Changeling
15, Nationwide
Changeling, produced and directed by Clint Eastwood, is a most melodramatic melodrama starring Angelina Jolie and her totally amazing, bee-stung lips. (I was stung by a bee once, but on the eyelid; it didn’t look so great.) Anyway, based on a true story, it’s set in Los Angeles in 1928 and is about a single mother, Christine Collins (Jolie) whose nine-year-old son, Walter, goes missing and when returned by the police five months later, turns out not to be him at all. The police insist the boy is Walter, and insist Christine accepts him as Walter, but Christine knows he is not, just as any mother knows who is and who isn’t her son — not that the son will always want to know her. (Trust me, I’ve got a teenage boy who doesn’t want to know me at all, although it could just be the bee-stung eyelid.)

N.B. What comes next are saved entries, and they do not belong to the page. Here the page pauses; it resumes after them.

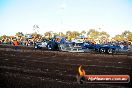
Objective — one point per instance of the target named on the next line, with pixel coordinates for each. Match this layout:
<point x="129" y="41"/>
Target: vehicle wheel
<point x="102" y="50"/>
<point x="111" y="51"/>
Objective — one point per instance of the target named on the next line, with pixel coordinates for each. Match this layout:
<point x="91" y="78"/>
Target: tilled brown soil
<point x="54" y="69"/>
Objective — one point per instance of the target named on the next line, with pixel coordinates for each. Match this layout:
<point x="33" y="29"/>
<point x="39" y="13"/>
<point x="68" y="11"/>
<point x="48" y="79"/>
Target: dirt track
<point x="53" y="69"/>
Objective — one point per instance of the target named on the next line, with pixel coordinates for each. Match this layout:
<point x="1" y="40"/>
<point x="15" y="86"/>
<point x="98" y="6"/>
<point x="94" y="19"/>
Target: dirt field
<point x="27" y="68"/>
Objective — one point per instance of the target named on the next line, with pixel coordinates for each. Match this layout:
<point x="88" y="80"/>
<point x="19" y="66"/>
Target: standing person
<point x="15" y="43"/>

According to the poster, Jolie’s performance is ‘Oscar-assured’ — having, presumably, been inspected and approved by the International Institute of Oscar Assurances, as based in Beverly Hills — but I don’t know. I seriously, honestly, truthfully don’t. On paper, Changeling has everything that should do it for me and should have me blubbing like the blubbing old fool that I so often am: a real mystery, a real fight against the most horrific injustice and, underlying it all, a mother’s heart entwined with her child’s safety. But? Up there, on the screen, it feels empty, monotonous, bloated, and all of it’s two hours and 20 minutes, if not all of it’s seven hours and 50 minutes. Really? Only two hours and 20 minutes? Well I never. As for the blubbing, I should have even recognised the moments where, usually, I would be snivelling and choking like a mad thing, but nothing.